Marta Sanz (Madrid, 1967) es escritora. Su último libro es ‘Persianas metálicas bajan de golpe’ (Anagrama, 2023).

2020

Las niñas

Pilar Palomero

gascón

Por Daniel Gascón

Las niñas —igual que La maternal, la segunda película de Pilar Palomero— habla de crecer: de descubrir quién es uno mismo, de la relación con los otros, de la tensión entre la institución y el individuo. Celia, de 11 años, va a un colegio de monjas en la Zaragoza de 1992. Hay una tensión entre un conservadurismo ya un tanto anacrónico y un clima de progresismo moral: por un lado, el ambiente religioso y ciertas convenciones sociales; por otro, las campañas para el uso del preservativo o las discotecas light. Es una película contenida y humilde, profunda y sutil, centrada en los personajes. Destacan el reparto (y, en particular, Andrea Fandos en el papel de Celia y Natalia de Molina en el de su madre), cierta melancolía y un humor natural y verosímil. Consciente de los referentes del género —y deudora también de obras menos evidentes, desde If…, de Lindsay Anderson, hasta La calle de las camelias, de Mercè Rodoreda—, Las niñas evita los tópicos y el maniqueísmo. Su visión de la religión y el colegio es crítica sin ser caricaturesca; su retrato de la inseguridad y el desamparo emocional no es condescendiente. Es casi minimalista, pero consigue transmitir la ilusión de que cada personaje tiene alguna arista, un atisbo de complejidad. Muestra con sobriedad la fragilidad y también la resistencia. Parece una película sobre la mirada, pero es, sobre todo, una película sobre la voz: sobre la voz, acaso temblorosa o discordante, de Celia, pero que es la propia, y también sobre la voz singular, prometedora y humanista de su directora.
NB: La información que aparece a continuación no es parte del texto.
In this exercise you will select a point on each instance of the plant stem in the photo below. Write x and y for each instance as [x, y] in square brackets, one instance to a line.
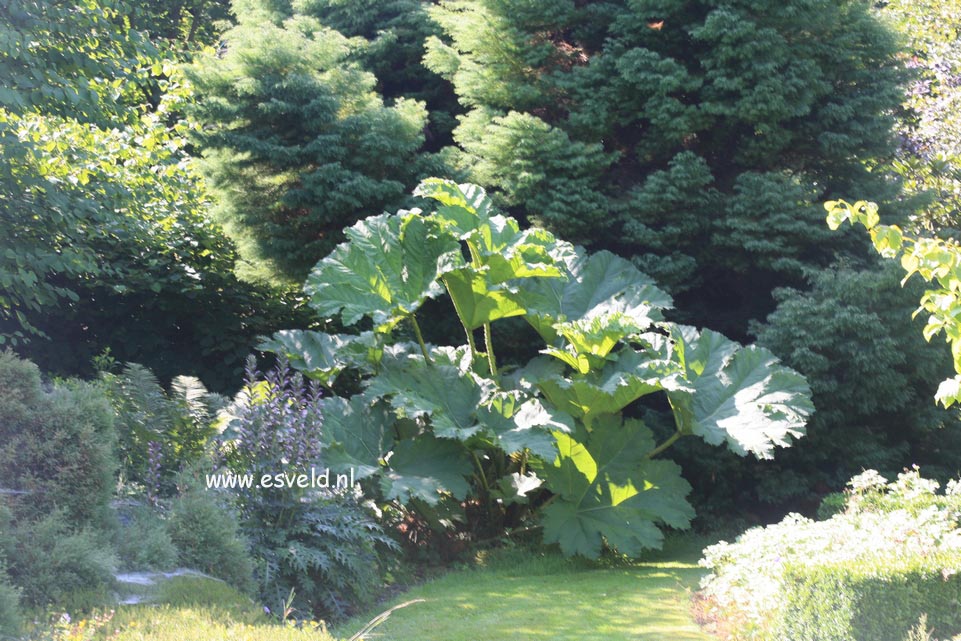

Daniel Gascón (Zaragoza, 1981), traductor y escritor, es autor de ‘El padre de tus hijos’ (Random House, 2023).

2022

As bestas

Rodrigo Sorogoyen

alba carballal

Por Alba Carballal

Vi As bestas por primera vez en diciembre de 2022, en los únicos cines que la proyectaban en Lugo, a una hora muy rara y en una sala medio vacía. La segunda ocasión la tuve en febrero de 2023, la semana después de que el filme de Sorogoyen consiguiese nueve cabezones en los Goya, en un coloquio con el director al que, por lo visto, acudieron en masa todos los estudiantes de cine de Madrid. Reconozco que la charla posterior fue interesante, sobre todo para una intrusa en el oficio como yo: en ella se sucedieron cuestiones sobre el mecanismo narrativo especular trazado entre dos planos secuencia memorables, sobre el trabajo de dirección con un actor salvaje como Luis Zahera o sobre la relevancia de la traducción en el resultado final de una cinta que halla una de sus principales virtudes en un hábil entreverado idiomático.

Sin embargo, al verla y luego analizarla así —en una sala abarrotada de cinéfilos comentando en voz baja la precisión de un gesto de cámara, el genio de Isabel Peña implícito en una línea con su sello, la fuerza en la mirada de Marina Foïs—, sentí que estaba viendo otra película, o por lo menos que en As bestas cohabitaban dos películas y que, pese a la perfección técnica de la segunda, me había impresionado más la primera: ese silencio espeso, incondicional, reservado sólo al póquer y a la liturgia; la devoción cautiva de quienes, de pronto y sin esperarlo, encontraron un reflejo de sí mismos en el espejo deformante de alguien peor; un pueblo con un lenguaje común al fin comprendido por un forastero, y no estoy hablando de palabras; las butacas quietas y los móviles apagados hasta que el último nombre de los títulos de crédito fue reconocido por su contribución. Al fin y al cabo, eso es el cine: el milagro colectivo de la pertenencia.

Alba Carballal (Lugo, 1992) es escritora. Su último libro es ‘Bailaréis sobre mi tumba’ (Seix Barral, 2023).